Remaining neutral on developed international equity markets seems to make sense. Early in the year, sentiment improved as it appeared global economic growth would soon stabilize. This positive sentiment was disrupted, however, as trade tensions escalated in May. For the remainder of 2019, lingering trade concerns will continue to dampen global business and investor sentiment. Economic and earnings growth is expected to remain subpar, multiples are likely to be capped, and volatility should continue. Therefore, the upside for international equities may be limited in the short term. Longer term, however, current trade concerns do not change the international story. Growth in Europe should improve, and Chinese stimulus along with central bank easing are positives for the Asia-Pacific outlook. Investors with a below benchmark allocation to international equities may want to consider increasing their exposure as volatile markets offer attractive relative valuations.
Remaining neutral on emerging markets also would appear to be the commonsense investment approach. Again, near term caution is warranted given existing trade policy uncertainty. In the intermediate term, however, emerging markets are expected to benefit from the Chinese stimulus as well as currency appreciation relative to the U.S. dollar. And long term, emerging markets offer a rapidly growing middle class that should drive above-average economic and earnings growth. Today, investors with a longer-term time horizon have the opportunity to take advantage of favorable valuations with the expectation of significant tailwinds in the future.

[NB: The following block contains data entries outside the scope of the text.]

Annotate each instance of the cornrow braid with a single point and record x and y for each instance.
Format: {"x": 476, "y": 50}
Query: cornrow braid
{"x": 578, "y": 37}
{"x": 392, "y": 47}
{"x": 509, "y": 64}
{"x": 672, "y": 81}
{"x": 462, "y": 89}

Impacting fixed income markets, global central banks are widely expected to be accommodative in the face of deteriorating economic data. Investors who have been prepared for rising rates should consider the possibility of falling rates given the potential monetary policy changes. High quality fixed income holdings have the potential to serve as a critical portfolio ballast during late cycle periods. In this environment, it is important that investors fully understand their fixed income holdings as widely held, higher-yielding securities are often more highly correlated to equities and less effective as portfolio ballast. As the economy and earnings growth slows, bond portfolios may benefit from an emphasis on higher credit quality. High yield credit is expensive and losing cycle support.